You want the stress to be transfered to the supporting wall. If you put the braces the opposite way, the force (gravity) is pulling away from the supporting structure.


----------



## Dirtywhiteboy (Oct 15, 2010)

detroit687 said:


> 38eric that is not how that should be framed, it should be a continuous box beam header from end to end clips on both sides. A box beam header is two studs two pieces of track. Each stud is stood up in the track like a joist. The track caps the two studs on the top and the bottom is capped of with track. The rest of the soffit can be infilled. You can build the header to any length by stagering the studs in the track, pan head every foot across the track. This should be put together on the ground hung boarded and beaded within one hour. Every load bearing header framed with metal studs is built by using a boxbeam header. I wish I had some cool program like you to draw this out. You don't need a laser or string a line the header will be perfectly straight.

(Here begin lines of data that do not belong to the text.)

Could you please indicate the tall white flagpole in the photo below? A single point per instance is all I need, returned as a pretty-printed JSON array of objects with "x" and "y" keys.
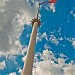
[{"x": 28, "y": 64}]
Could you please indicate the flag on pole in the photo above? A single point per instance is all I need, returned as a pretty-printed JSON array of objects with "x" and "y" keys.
[{"x": 50, "y": 1}]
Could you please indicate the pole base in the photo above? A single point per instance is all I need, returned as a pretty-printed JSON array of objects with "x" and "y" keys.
[{"x": 35, "y": 20}]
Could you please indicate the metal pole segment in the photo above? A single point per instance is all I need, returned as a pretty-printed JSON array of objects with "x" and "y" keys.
[{"x": 27, "y": 70}]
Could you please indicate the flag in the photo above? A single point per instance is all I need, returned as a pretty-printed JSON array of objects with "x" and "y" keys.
[{"x": 52, "y": 1}]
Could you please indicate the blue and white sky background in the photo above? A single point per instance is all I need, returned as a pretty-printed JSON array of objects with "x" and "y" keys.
[{"x": 55, "y": 40}]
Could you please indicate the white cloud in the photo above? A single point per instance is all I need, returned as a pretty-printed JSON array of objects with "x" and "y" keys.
[
  {"x": 52, "y": 7},
  {"x": 13, "y": 73},
  {"x": 2, "y": 65},
  {"x": 13, "y": 15},
  {"x": 53, "y": 39},
  {"x": 48, "y": 66},
  {"x": 73, "y": 44}
]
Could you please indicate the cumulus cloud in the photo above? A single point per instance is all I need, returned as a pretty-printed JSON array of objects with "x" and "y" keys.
[
  {"x": 13, "y": 15},
  {"x": 48, "y": 66},
  {"x": 2, "y": 65}
]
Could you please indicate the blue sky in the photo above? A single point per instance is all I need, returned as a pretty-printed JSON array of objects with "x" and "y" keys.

Shoot some bench marks to find your elevation for your clips and screw the header off. As far as 25 gauge studs go built like this I weigh 230 and could do pull ups in the center of it with no deflection at all. And honestly if I had to build it out of wood even though this screams metal studs, cheaper, faster , straighter. If I were to frame it with wood I would use a lvl or paralam that spanned the whole length. If I was being cheap I would make it b gluing it up myself with layers of 3/4 ply. And that's exactly how I make stringers, laminated layers of 3/4 ply because it don't shrink. If your not using lvls and god forbid your using green lumber or fir or pine two by guess where your lumber is going to shrink. Right at the top point of the rise. Then you got slanted treads. I'm getting a little of topic but using metal is by far the best way and a boxbeam header would make it structual.


 Man I hate steel but on this one steel is good;:"/>< I've done a lot of em this way, I do it a bit different but comes out the same! i use hat metal and strings and L metal


----------



## Big Shoe (Jun 16, 2008)

I would go with a 3/4 ply rips screwed and glued to 2x4's to make beam for the face, spanning the length you want. 

Good luck.


----------